2. Rétablissement des frontières et fin de l’anarchie migratoire
Face à l’« invasion silencieuse » dénoncée par nombre de ses soutiens, il prône le rétablissement des contrôles frontaliers stricts, couplé à une politique d’asile radicalement révisée. Son modèle ? Le système suisse ou norvégien, où la souveraineté nationale prime sur les accords internationaux.
3. Relance industrielle et relocalisation d’un million d’emplois
Pour lutter contre le chômage et la désindustrialisation, il propose un plan massif de protectionnisme économique, avec des subventions aux PME, des taxes douanières sur les produits étrangers et un soutien aux secteurs stratégiques (automobile, agriculture, énergie). Son credo : « Produire français, consommer français. »*
4. Baisse de 30 % du prix de l’électricité via une sortie du marché européen
En quittant le marché unique de l’énergie, la France pourrait réguler ses tarifs et investir massivement dans les énergies renouvelables et le nucléaire. Une mesure présentée comme « une bouffée d’oxygène pour les ménages ».
5. Référendum d’Initiative Citoyenne (RIC) et VIe République
Enfin, Dupont-Aignan entend redonner le pouvoir aux citoyens via l’instauration d’un RIC, inspiré du modèle helvétique, et une réforme constitutionnelle pour instaurer une « VIe République », plus directe et moins élitiste. Son objectif ? En finir avec un système politique jugé « déconnecté ».
Des propositions radicales, qui contrastent avec le « réalisme » affiché par les autres candidats de droite. Mais suffiront-elles à convaincre un électorat en quête de solutions immédiates, ou resteront-elles dans l’ombre des combats symboliques de la campagne ?

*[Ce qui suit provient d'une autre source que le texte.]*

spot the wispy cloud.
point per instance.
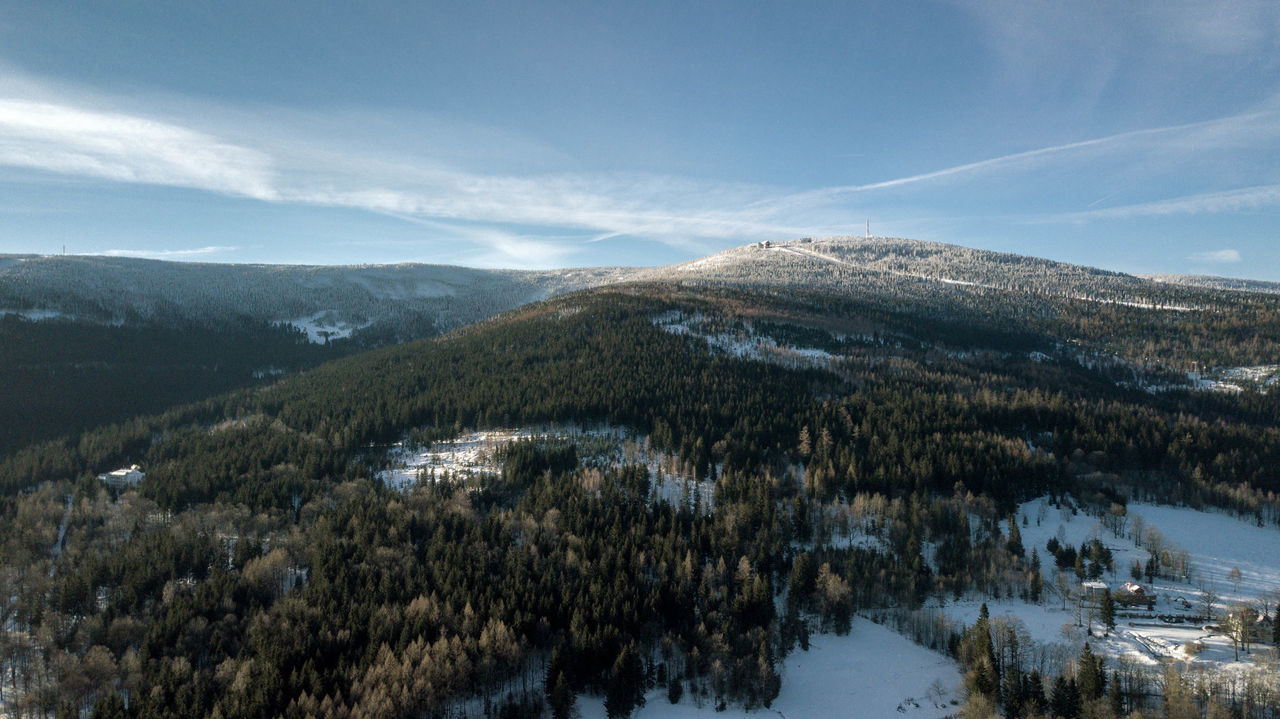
(566, 210)
(169, 253)
(1221, 256)
(1235, 131)
(74, 141)
(1225, 201)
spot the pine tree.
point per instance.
(1092, 677)
(1037, 578)
(1015, 537)
(626, 685)
(1114, 695)
(561, 697)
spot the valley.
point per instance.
(773, 481)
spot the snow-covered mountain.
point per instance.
(398, 301)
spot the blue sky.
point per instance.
(1133, 136)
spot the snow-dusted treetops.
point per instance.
(726, 485)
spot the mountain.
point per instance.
(666, 482)
(86, 340)
(1212, 282)
(394, 302)
(96, 339)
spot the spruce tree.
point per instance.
(626, 685)
(1092, 677)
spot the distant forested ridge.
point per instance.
(263, 567)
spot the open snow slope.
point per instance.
(869, 673)
(1215, 544)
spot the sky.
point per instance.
(1142, 137)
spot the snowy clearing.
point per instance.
(746, 344)
(474, 454)
(1215, 544)
(325, 325)
(872, 672)
(35, 315)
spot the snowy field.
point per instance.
(869, 673)
(474, 454)
(325, 325)
(1215, 543)
(35, 315)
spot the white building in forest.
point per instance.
(127, 476)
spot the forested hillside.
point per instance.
(862, 452)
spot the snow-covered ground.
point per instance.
(35, 315)
(474, 454)
(325, 325)
(745, 344)
(872, 672)
(1215, 544)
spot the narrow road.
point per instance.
(62, 534)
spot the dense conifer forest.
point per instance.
(263, 567)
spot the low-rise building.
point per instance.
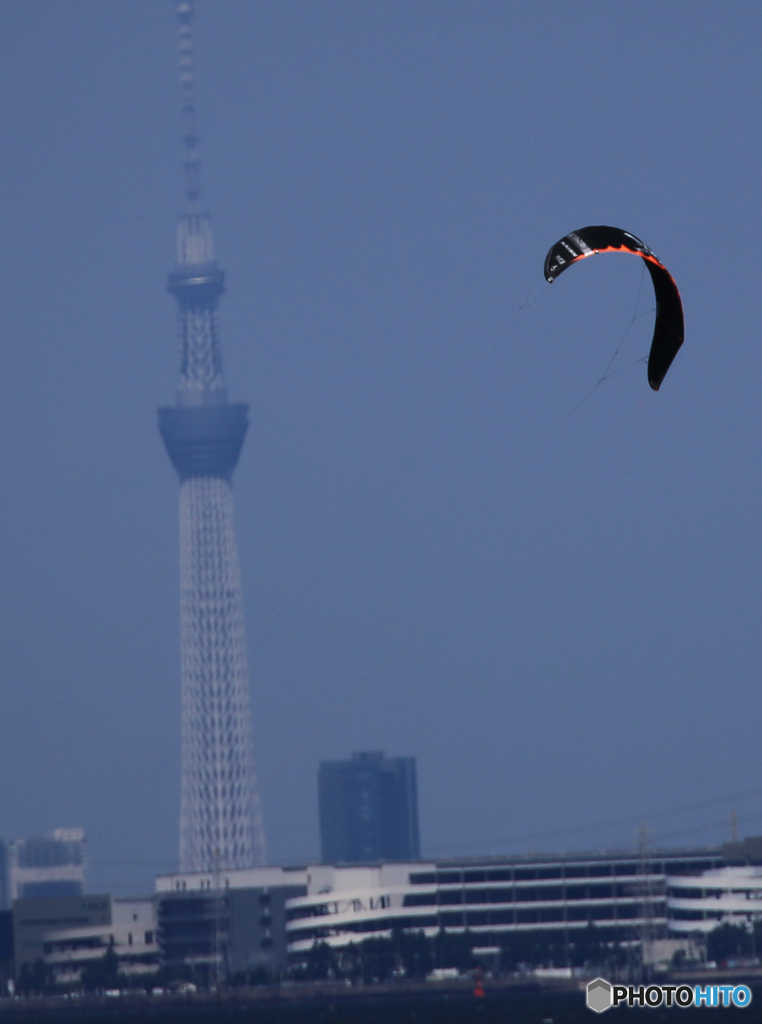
(229, 923)
(726, 896)
(35, 918)
(46, 866)
(130, 933)
(624, 896)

Alors que les sondages donnent le RN largement en tête, et que les partis traditionnels peinent à mobiliser, Nicolas Dupont-Aignan mise sur une campagne de conviction, quitte à apparaître comme un « dinosaure » dans un paysage politique en pleine mutation. Une stratégie risquée, mais qui pourrait bien, contre toute attente, faire de lui l’un des arbitres inattendus du scrutin de 2027.
« La liberté ou la mort » : le titre de son livre résume à lui seul l’enjeu. Pour lui, il n’y a pas de demi-mesure. Soit la France rompt avec Bruxelles et retrouve sa pleine souveraineté, soit elle continuera à subir, impuissante, les décisions d’une Europe qui n’a plus rien à voir avec les valeurs fondatrices de la République.